Every spring, studies come out decrying the millions of dollars in productivity lost during March Madness by bracket-crazed employees in the United States. And every four years, the same type of statistics make global rounds during the World Cup:
"Estimates abound for the projected cost of lost productivity caused by employees taking a break from work to keep up with the action. The Center for Economics and Business Research (CEBR) in London pegs the number at $4.8 billion worldwide, with the greatest losses in Europe at $2.8 billion and South America at $1.62 billion." (2006)
"70 percent of Mexican workers will watch the 2010 World Cup from their work places, which will cause a 20-percent drop in productivity, the public relations regional director of Manpower, Lizbeth Toscana, said yesterday." (2010)

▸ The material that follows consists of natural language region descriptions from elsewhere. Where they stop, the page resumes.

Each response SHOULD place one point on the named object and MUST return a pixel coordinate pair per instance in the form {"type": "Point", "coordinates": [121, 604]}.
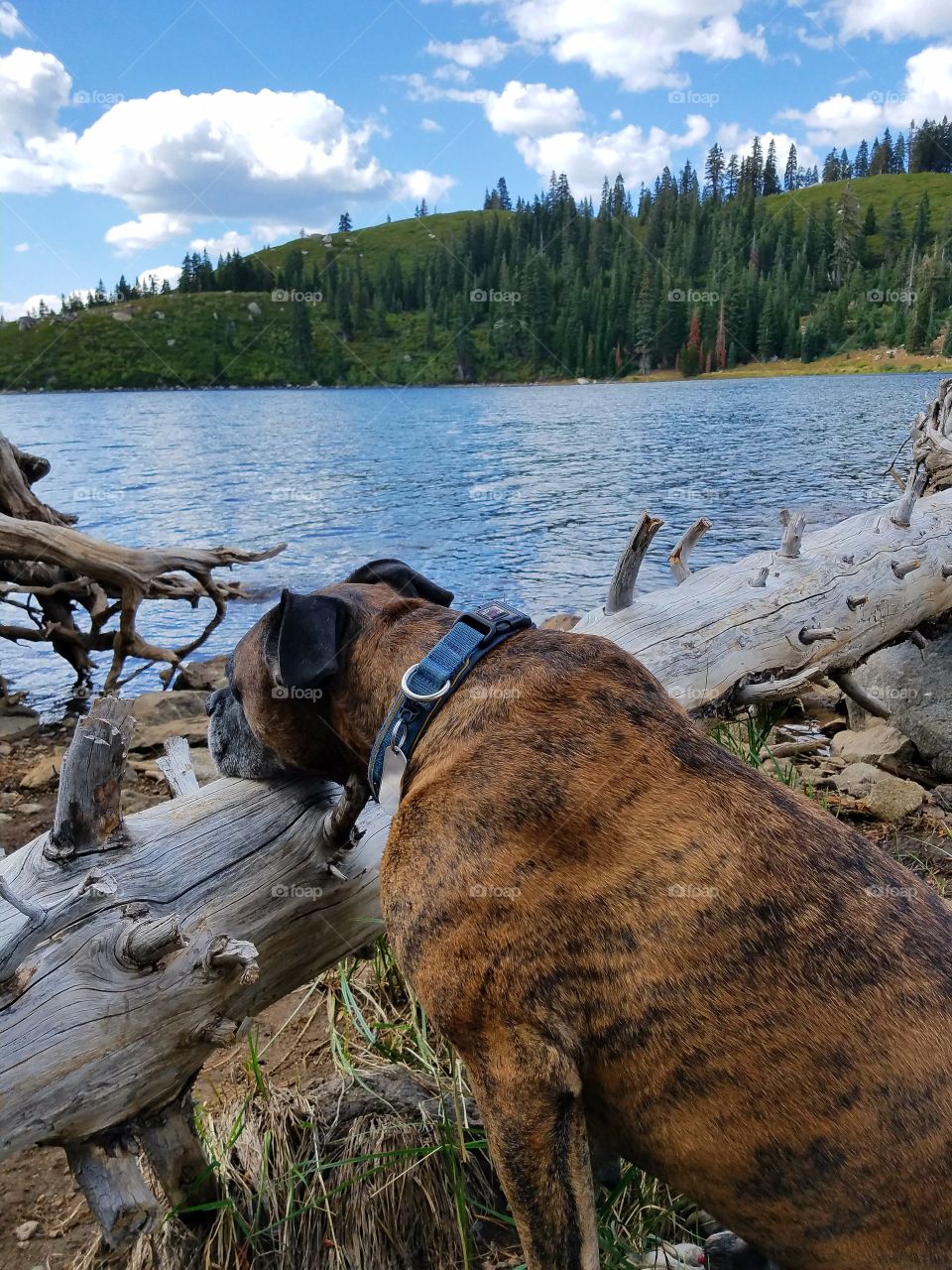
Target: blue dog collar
{"type": "Point", "coordinates": [428, 685]}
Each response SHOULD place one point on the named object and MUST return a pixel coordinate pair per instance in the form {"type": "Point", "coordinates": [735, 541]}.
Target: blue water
{"type": "Point", "coordinates": [527, 493]}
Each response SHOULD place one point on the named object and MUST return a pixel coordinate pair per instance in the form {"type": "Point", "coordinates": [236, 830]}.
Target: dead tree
{"type": "Point", "coordinates": [131, 949]}
{"type": "Point", "coordinates": [51, 572]}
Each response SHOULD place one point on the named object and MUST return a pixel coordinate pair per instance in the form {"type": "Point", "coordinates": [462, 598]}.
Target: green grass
{"type": "Point", "coordinates": [409, 240]}
{"type": "Point", "coordinates": [876, 191]}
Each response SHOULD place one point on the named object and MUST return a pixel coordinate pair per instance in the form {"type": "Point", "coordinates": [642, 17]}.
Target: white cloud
{"type": "Point", "coordinates": [10, 309]}
{"type": "Point", "coordinates": [422, 185]}
{"type": "Point", "coordinates": [589, 158]}
{"type": "Point", "coordinates": [162, 273]}
{"type": "Point", "coordinates": [10, 22]}
{"type": "Point", "coordinates": [842, 119]}
{"type": "Point", "coordinates": [738, 140]}
{"type": "Point", "coordinates": [639, 42]}
{"type": "Point", "coordinates": [892, 19]}
{"type": "Point", "coordinates": [471, 54]}
{"type": "Point", "coordinates": [149, 230]}
{"type": "Point", "coordinates": [532, 109]}
{"type": "Point", "coordinates": [182, 159]}
{"type": "Point", "coordinates": [33, 89]}
{"type": "Point", "coordinates": [452, 73]}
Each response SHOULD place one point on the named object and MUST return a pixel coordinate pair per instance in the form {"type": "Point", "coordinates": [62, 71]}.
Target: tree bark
{"type": "Point", "coordinates": [44, 559]}
{"type": "Point", "coordinates": [131, 949]}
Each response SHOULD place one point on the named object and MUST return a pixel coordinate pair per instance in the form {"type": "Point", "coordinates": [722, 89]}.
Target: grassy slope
{"type": "Point", "coordinates": [409, 240]}
{"type": "Point", "coordinates": [213, 338]}
{"type": "Point", "coordinates": [879, 191]}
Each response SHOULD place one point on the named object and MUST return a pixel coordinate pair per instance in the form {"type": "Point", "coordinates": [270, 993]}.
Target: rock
{"type": "Point", "coordinates": [154, 707]}
{"type": "Point", "coordinates": [203, 766]}
{"type": "Point", "coordinates": [880, 743]}
{"type": "Point", "coordinates": [202, 676]}
{"type": "Point", "coordinates": [893, 799]}
{"type": "Point", "coordinates": [14, 724]}
{"type": "Point", "coordinates": [924, 711]}
{"type": "Point", "coordinates": [889, 675]}
{"type": "Point", "coordinates": [889, 798]}
{"type": "Point", "coordinates": [193, 728]}
{"type": "Point", "coordinates": [42, 772]}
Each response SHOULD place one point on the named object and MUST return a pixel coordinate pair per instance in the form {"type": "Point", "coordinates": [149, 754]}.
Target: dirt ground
{"type": "Point", "coordinates": [36, 1187]}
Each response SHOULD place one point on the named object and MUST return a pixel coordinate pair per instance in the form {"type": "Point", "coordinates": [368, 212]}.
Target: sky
{"type": "Point", "coordinates": [132, 132]}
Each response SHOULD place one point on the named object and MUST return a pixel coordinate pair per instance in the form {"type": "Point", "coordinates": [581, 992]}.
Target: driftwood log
{"type": "Point", "coordinates": [131, 949]}
{"type": "Point", "coordinates": [50, 572]}
{"type": "Point", "coordinates": [766, 626]}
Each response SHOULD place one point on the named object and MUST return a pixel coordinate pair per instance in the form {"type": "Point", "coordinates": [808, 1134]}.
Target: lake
{"type": "Point", "coordinates": [525, 493]}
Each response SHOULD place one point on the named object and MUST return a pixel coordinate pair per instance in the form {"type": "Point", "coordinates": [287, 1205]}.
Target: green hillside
{"type": "Point", "coordinates": [551, 290]}
{"type": "Point", "coordinates": [878, 191]}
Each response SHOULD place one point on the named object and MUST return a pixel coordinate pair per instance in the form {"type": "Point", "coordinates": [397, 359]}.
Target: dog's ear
{"type": "Point", "coordinates": [403, 578]}
{"type": "Point", "coordinates": [304, 639]}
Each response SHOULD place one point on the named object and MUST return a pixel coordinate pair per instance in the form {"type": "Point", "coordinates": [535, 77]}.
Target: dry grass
{"type": "Point", "coordinates": [394, 1188]}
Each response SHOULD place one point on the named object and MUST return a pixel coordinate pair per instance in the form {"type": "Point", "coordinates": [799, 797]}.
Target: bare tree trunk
{"type": "Point", "coordinates": [44, 561]}
{"type": "Point", "coordinates": [130, 949]}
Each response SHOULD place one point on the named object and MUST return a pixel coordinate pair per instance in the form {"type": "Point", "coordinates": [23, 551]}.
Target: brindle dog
{"type": "Point", "coordinates": [631, 938]}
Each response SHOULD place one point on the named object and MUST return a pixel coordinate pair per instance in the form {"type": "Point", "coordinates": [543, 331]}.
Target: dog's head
{"type": "Point", "coordinates": [282, 710]}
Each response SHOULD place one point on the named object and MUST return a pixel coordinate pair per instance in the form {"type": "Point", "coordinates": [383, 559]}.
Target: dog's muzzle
{"type": "Point", "coordinates": [234, 747]}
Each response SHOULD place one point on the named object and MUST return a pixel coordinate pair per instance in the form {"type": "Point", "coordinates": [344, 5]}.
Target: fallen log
{"type": "Point", "coordinates": [131, 949]}
{"type": "Point", "coordinates": [61, 572]}
{"type": "Point", "coordinates": [763, 627]}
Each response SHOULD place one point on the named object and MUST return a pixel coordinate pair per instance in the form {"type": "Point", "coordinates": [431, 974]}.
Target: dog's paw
{"type": "Point", "coordinates": [728, 1251]}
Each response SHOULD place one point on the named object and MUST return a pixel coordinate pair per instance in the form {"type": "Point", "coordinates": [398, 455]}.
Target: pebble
{"type": "Point", "coordinates": [671, 1256]}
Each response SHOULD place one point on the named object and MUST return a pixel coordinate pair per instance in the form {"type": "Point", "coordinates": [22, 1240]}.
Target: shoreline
{"type": "Point", "coordinates": [869, 362]}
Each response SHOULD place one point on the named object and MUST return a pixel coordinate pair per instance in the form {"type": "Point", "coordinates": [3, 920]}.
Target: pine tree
{"type": "Point", "coordinates": [690, 353]}
{"type": "Point", "coordinates": [301, 340]}
{"type": "Point", "coordinates": [791, 172]}
{"type": "Point", "coordinates": [714, 172]}
{"type": "Point", "coordinates": [721, 341]}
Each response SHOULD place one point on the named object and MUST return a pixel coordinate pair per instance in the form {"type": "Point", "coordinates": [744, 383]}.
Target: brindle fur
{"type": "Point", "coordinates": [635, 939]}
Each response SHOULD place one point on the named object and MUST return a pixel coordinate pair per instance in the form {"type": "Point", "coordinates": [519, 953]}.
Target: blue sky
{"type": "Point", "coordinates": [132, 132]}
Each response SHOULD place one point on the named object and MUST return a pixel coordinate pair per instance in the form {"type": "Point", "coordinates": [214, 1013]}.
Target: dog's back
{"type": "Point", "coordinates": [757, 1001]}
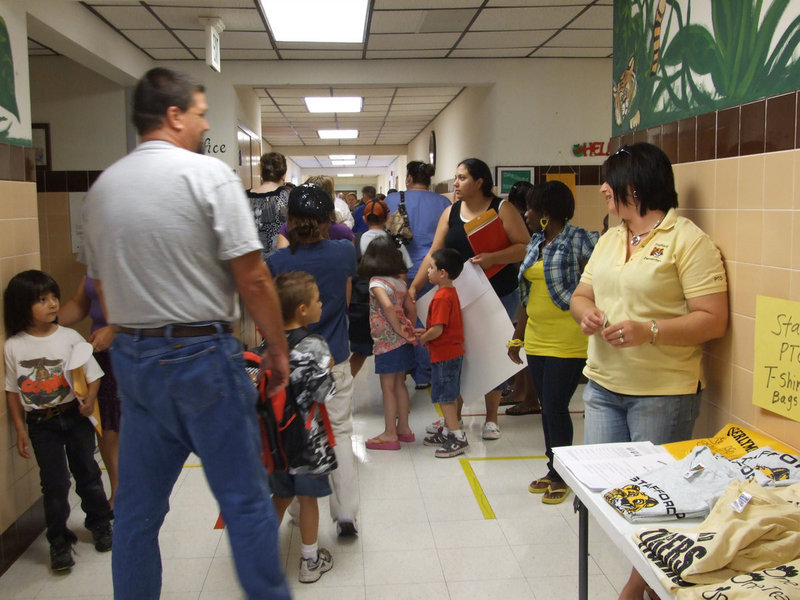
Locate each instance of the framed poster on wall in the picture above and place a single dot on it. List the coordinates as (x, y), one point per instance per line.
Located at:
(505, 177)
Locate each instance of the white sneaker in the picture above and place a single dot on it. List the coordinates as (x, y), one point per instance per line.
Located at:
(491, 431)
(437, 425)
(311, 571)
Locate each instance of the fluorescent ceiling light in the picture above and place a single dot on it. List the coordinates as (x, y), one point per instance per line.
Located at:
(333, 103)
(333, 134)
(316, 20)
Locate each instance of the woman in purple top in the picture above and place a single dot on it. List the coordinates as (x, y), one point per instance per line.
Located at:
(87, 303)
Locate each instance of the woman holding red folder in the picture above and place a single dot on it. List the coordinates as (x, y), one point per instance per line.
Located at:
(473, 197)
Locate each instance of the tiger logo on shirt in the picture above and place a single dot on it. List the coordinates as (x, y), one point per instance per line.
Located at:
(629, 499)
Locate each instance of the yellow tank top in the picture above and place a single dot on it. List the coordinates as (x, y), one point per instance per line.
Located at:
(550, 331)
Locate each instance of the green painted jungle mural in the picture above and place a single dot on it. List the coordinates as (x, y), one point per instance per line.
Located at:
(678, 58)
(8, 94)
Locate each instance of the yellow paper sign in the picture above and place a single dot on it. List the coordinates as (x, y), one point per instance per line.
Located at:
(776, 373)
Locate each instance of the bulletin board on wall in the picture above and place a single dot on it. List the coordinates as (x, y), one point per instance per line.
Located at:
(506, 177)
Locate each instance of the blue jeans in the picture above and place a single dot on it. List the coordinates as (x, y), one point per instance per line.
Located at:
(612, 417)
(446, 380)
(182, 395)
(67, 438)
(555, 380)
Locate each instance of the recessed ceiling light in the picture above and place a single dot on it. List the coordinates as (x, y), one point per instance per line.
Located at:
(332, 134)
(333, 103)
(316, 20)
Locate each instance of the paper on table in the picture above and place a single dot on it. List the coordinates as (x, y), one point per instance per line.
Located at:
(600, 466)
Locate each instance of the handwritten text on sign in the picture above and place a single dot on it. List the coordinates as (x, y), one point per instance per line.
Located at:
(776, 377)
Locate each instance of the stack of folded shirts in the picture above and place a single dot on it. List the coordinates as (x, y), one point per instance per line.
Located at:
(769, 468)
(685, 489)
(750, 543)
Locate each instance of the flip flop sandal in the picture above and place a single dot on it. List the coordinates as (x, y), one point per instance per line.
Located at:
(520, 409)
(376, 444)
(539, 486)
(556, 495)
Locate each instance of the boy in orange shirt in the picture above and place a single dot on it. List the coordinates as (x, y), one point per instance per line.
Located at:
(444, 338)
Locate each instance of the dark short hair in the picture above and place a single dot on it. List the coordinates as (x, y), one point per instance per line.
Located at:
(420, 172)
(294, 288)
(553, 199)
(478, 169)
(22, 292)
(450, 260)
(381, 258)
(273, 166)
(518, 193)
(309, 207)
(645, 170)
(156, 91)
(375, 212)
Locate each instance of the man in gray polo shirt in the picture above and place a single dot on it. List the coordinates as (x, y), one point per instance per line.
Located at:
(170, 239)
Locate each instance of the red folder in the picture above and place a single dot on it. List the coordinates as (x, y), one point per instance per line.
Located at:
(485, 233)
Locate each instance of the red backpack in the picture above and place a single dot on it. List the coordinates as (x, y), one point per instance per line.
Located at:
(286, 438)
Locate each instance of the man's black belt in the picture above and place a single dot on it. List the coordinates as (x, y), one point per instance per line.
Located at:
(177, 330)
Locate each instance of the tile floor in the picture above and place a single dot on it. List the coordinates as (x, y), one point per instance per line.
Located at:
(423, 535)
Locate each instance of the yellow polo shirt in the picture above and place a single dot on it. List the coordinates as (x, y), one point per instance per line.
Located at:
(676, 261)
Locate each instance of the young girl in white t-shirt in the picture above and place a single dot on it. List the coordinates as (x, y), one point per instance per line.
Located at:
(39, 394)
(391, 318)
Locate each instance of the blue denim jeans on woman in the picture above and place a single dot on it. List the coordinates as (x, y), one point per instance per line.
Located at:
(182, 395)
(612, 417)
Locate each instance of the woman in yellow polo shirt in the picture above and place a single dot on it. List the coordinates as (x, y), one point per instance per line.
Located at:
(554, 344)
(653, 291)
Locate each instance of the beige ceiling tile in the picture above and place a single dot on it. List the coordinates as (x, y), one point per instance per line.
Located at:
(235, 19)
(317, 47)
(585, 38)
(404, 41)
(502, 3)
(425, 4)
(321, 54)
(548, 52)
(171, 54)
(192, 38)
(382, 54)
(244, 39)
(396, 21)
(428, 91)
(511, 39)
(151, 38)
(490, 52)
(247, 54)
(506, 19)
(597, 17)
(129, 17)
(201, 3)
(298, 91)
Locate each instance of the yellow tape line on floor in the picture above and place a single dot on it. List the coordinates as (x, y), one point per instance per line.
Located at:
(477, 490)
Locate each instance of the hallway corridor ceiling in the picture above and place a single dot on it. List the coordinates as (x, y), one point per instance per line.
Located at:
(395, 29)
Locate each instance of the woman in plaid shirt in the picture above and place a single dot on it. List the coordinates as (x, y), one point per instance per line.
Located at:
(553, 342)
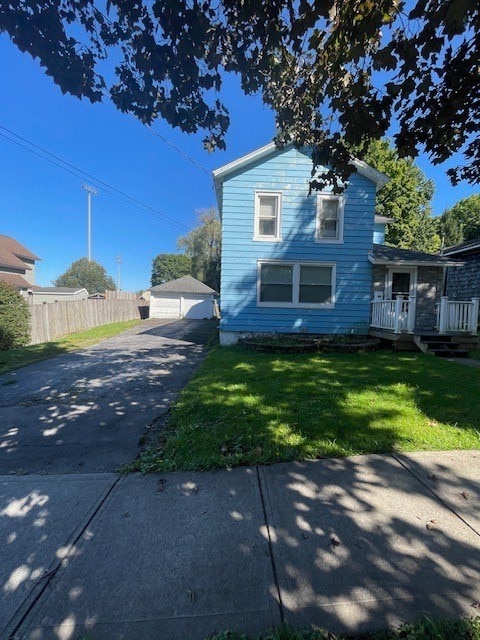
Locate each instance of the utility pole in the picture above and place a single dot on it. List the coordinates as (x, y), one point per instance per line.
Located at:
(90, 190)
(119, 264)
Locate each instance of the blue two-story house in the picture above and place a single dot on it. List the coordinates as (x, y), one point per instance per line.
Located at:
(299, 262)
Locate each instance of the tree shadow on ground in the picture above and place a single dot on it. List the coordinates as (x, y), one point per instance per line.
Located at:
(248, 408)
(87, 410)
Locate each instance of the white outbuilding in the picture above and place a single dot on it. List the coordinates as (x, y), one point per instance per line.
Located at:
(184, 297)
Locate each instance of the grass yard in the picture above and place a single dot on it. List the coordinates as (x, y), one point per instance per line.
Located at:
(22, 356)
(424, 629)
(245, 407)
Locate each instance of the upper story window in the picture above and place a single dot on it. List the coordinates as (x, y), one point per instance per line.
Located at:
(268, 212)
(329, 223)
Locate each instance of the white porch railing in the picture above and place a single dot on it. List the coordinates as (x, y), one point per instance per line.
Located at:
(394, 315)
(457, 315)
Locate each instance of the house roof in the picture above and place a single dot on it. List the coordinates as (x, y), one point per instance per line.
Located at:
(470, 245)
(380, 179)
(12, 253)
(383, 254)
(186, 284)
(16, 280)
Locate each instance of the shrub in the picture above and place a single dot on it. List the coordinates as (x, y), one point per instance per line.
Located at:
(14, 318)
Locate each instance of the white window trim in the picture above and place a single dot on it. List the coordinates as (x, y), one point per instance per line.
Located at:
(341, 208)
(256, 236)
(389, 279)
(296, 285)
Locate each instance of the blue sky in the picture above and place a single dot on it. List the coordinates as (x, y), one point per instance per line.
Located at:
(45, 207)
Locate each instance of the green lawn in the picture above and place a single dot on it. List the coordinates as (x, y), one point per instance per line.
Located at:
(244, 407)
(424, 629)
(15, 358)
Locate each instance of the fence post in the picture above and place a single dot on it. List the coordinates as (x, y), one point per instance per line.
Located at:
(398, 313)
(474, 316)
(412, 304)
(443, 317)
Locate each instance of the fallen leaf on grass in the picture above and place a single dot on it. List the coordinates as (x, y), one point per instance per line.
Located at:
(334, 541)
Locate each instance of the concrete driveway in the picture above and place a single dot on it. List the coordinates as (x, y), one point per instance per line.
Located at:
(84, 412)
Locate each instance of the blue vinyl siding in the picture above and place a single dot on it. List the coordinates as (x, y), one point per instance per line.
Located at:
(379, 233)
(289, 172)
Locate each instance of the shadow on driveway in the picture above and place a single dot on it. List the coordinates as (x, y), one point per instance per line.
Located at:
(85, 411)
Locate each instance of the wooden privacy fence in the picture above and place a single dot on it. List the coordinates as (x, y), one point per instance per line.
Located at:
(56, 319)
(121, 295)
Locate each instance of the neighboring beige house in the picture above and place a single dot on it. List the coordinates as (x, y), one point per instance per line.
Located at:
(17, 264)
(17, 267)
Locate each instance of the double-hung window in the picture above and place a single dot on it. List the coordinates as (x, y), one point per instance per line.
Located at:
(296, 284)
(268, 211)
(329, 223)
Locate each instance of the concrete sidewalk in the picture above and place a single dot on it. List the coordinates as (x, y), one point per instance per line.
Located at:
(349, 545)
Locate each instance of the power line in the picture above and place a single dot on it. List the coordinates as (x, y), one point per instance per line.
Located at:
(184, 155)
(80, 173)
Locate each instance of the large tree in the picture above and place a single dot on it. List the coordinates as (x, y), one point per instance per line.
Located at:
(203, 245)
(88, 274)
(336, 74)
(14, 318)
(406, 199)
(168, 266)
(466, 213)
(450, 229)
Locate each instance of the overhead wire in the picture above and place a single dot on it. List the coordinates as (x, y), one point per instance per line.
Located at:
(80, 173)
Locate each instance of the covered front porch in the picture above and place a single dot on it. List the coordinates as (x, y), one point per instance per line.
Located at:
(408, 308)
(455, 333)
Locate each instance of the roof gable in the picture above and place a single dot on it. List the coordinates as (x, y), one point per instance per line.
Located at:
(13, 254)
(378, 178)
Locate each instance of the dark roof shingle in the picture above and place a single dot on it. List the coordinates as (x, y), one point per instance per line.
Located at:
(383, 254)
(186, 284)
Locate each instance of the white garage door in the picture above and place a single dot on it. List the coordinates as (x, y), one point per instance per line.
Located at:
(196, 307)
(165, 307)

"According to research by Active Health Partners, the absence management consultants, absenteeism is likely to rise 20 per cent on England's first-round match days, moving higher if the team progress. The increase in workers failing to turn up to work will cost British employers as much as £100m a day, it said." (2006)
With more than 80 percent of the world's population expected to watch the World Cup, the month long tournament is a(nother) distraction to workers, an excuse for soccer-related absenteeism, and a strain on office resources as fans use network bandwidth to live-stream the matches at work.
However, these studies should be taken with a grain of salt. The amount of guesswork necessary in these estimates make it difficult to accurately gauge the cost of productivity lost due sporting events (or Twitter or Google's PacMan logo for that matter). Most of these estimates are hype and fuzzy math or ignore the built-in costs of everyday interruptions (see past articles by Carl Bialik, Jack Shafer, and Jeffrey Miron among others).
If you are interested in the statistical side of the World Cup, I recommend you read the Goldman Sachs 2010 World Cup Research Report [pdf]. In addition to the well-researched economic summaries and a primer on the potential hosts of the next two World Cups, Goldman Sachs predicts that Brazil will take home the cup on July 11.
The April 2010 UBS investor's guide (which correctly picked Italy as the 2006 winner) has also predicted Brazil as the World Cup winner while JPMorgan, using the same quantitative models used to predict stock returns, predicts England will win it all.
I also recommend The Market Watch World Cup Blog for news and commentary on the economics and politics behind the event.